Here are some most used commands for Hadoop troubleshooting.

HDFS cluster report

$ hdfs dfsadmin -report
Configured Capacity: 138556755984384 (126.02 TB)
Present Capacity: 138508930407027 (125.97 TB)
DFS Remaining: 138032209448981 (125.54 TB)
DFS Used: 476720958046 (443.98 GB)
DFS Used%: 0.34%
Under replicated blocks: 0
Blocks with corrupt replicas: 0
Missing blocks: 0
Missing blocks (with replication factor 1): 0

-------------------------------------------------

Trigger block report on DataNodes

If you find/think a datanode is not stable and you need to update, or you think there is a potential unknown bug in name-node (NN) replica accounting and you need to work around. As a cluster admin, if you suspect such an issue, you might be tempted to restart a DN, or all of the DNs in a cluster, in order to trigger full block reports. It'd be much lighter weight if instead you could just manually trigger a full BR instead of having to restart the DN and therefore need to scan all the DN data dirs, etc.
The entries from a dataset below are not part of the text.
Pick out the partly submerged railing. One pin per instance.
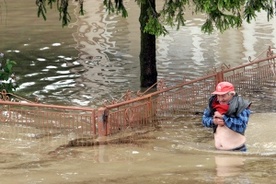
(147, 109)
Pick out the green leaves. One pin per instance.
(115, 6)
(154, 27)
(7, 77)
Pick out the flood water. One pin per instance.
(96, 58)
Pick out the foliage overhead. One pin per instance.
(220, 14)
(62, 6)
(7, 77)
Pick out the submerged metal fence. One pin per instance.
(189, 97)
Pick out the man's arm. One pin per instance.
(207, 118)
(238, 123)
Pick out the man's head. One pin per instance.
(225, 92)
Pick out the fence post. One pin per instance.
(103, 125)
(219, 77)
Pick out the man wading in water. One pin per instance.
(228, 114)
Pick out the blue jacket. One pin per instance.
(236, 118)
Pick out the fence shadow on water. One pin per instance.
(33, 120)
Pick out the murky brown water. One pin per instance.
(97, 58)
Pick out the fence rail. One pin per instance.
(188, 97)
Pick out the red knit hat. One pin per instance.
(223, 88)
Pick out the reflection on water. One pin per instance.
(97, 58)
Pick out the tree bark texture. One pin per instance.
(148, 73)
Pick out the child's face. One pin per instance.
(225, 98)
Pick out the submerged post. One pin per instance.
(103, 125)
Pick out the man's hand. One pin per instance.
(217, 119)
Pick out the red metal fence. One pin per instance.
(187, 98)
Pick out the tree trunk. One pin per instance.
(148, 73)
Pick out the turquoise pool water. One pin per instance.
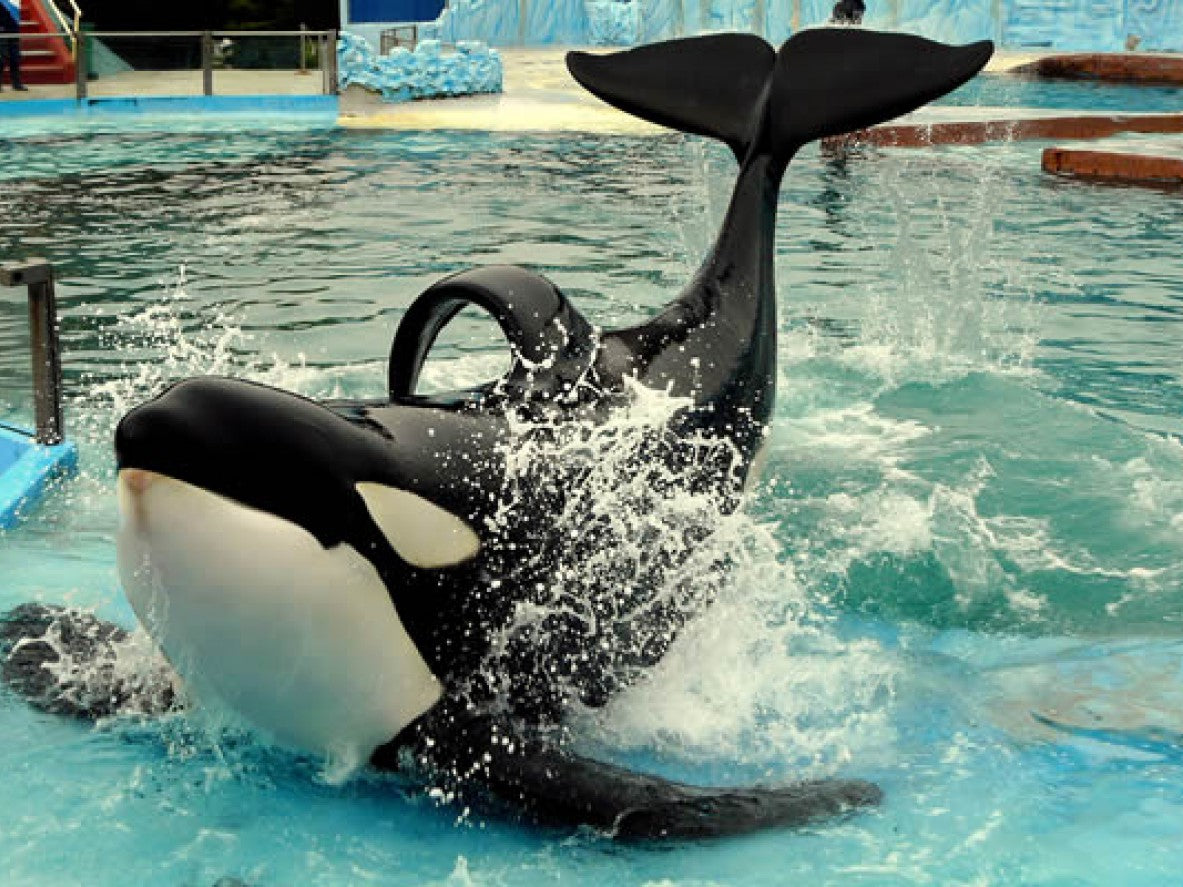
(961, 576)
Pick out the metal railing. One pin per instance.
(324, 40)
(43, 338)
(70, 28)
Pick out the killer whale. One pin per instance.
(342, 573)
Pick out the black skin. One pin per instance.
(716, 344)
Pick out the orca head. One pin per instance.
(272, 549)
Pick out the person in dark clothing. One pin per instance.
(10, 52)
(848, 12)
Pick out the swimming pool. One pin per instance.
(960, 577)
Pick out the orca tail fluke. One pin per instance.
(833, 81)
(823, 82)
(708, 85)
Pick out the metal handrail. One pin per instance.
(63, 21)
(43, 338)
(327, 40)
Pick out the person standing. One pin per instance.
(846, 12)
(10, 53)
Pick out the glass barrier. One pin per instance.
(191, 63)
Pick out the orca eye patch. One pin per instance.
(424, 533)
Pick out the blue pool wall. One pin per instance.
(1060, 25)
(27, 471)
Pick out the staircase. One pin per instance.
(44, 59)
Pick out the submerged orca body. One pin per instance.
(347, 576)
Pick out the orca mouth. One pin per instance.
(258, 617)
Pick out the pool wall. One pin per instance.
(1096, 25)
(26, 471)
(315, 110)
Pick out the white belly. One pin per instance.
(301, 641)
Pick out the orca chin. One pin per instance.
(361, 578)
(256, 615)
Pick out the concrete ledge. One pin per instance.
(1109, 68)
(1114, 167)
(925, 135)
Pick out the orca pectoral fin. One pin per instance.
(554, 785)
(564, 788)
(66, 661)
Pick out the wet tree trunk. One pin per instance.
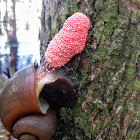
(107, 70)
(11, 32)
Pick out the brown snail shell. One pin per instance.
(21, 106)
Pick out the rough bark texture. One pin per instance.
(11, 33)
(107, 70)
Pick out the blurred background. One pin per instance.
(19, 39)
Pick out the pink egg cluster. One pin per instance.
(69, 41)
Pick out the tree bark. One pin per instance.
(107, 70)
(11, 34)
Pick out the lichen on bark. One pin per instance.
(107, 70)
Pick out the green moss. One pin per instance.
(134, 135)
(63, 113)
(98, 106)
(136, 84)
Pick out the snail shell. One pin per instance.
(23, 111)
$ hdfs dfsadmin -triggerBlockReport [-incremental] <datanode_host:ipc_port>

This command is to help you. If "-incremental" is specified, it will be incremental block report (IBR). Otherwise, it will be a full block report.

For example:

$ hdfs dfsadmin -triggerBlockReport 192.168.0.2:50020
Triggering a full block report on 192.168.0.2:50020.

Verify block metadata

Say you have a replica, and you don't know whether it's corrupt.

$ hdfs debug verify -meta <metadata-file> [-block <block-file>]

This command is to verify a block's metadata. Argument "-meta <metadata-file>" is the absolute path for the metadata file on the local file system of the data node. Argument "-block <block-file>" is an optional parameter to specify the absolute path for the block file on the local file system of the data node.

Recover the lease for the file

When you do "hdfs dfs -cat file1" from the command line, you get the exception saying that it "Cannot obtain block length for LocatedBlock". Usually this means the file is still in being-written state, i.e., it has not been closed yet, and the reader cannot successfully identify its current length by communicating with corresponding DataNodes.

Suppose you're pretty sure the writer client is dead, killed, or lost connection to the servers. You're wondering what else you can do other than waiting.

    hdfs debug recoverLease -path <path-of-the-file> [-retries <retry-times>]

This command will ask the NameNode to try to recover the lease for the file, and based on the NameNode log you may track to detailed DataNodes to understand the states of the replicas. The command may successfully close the file if there are still healthy replicas. Otherwise we can get more internal details about the file/block state. Please refer to https://community.hortonworks.com/questions/37412/cannot-obtain-block-length-for-locatedblock.html for discussion, especially answer made by @Jing Zhao.

This is a lightweight operation so the server should not crash if you run it. This is an idempotent operation so the server should not crash if you run the this command multiple times against the same path.

Dump NameNode's metadata

You want to dump NameNode primary data structures.

$ hdfs dfsadmin -metasave <filename>
Created metasave file filename in the log directory of namenode hdfs://<namenode>:9000

This command is to save NameNode's meta data to filename in the directory specified by hadoop.log.dir property. The saved metadata will contain one line for each of the following:

    Datanodes heart beating with Namenode
    Blocks waiting to be replicated
    Blocks currently being replicated
    Blocks waiting to be deleted

Get specific Hadoop config

You want to know one specific config. The one actually effect in the cluster. Then you find something special like in the configuration files. For example:

Find the xml configuration files in your cluster.
Also, use hdfs getconf command to get some properties that actually effect in your cluster.

    hdfs getconf -confKey <key>

This command is to show you the actual, final results of any configuration properties as they are actually used by Hadoop. Interestingly, it is capable of checking configuration properties for YARN and MapReduce, not only HDFS.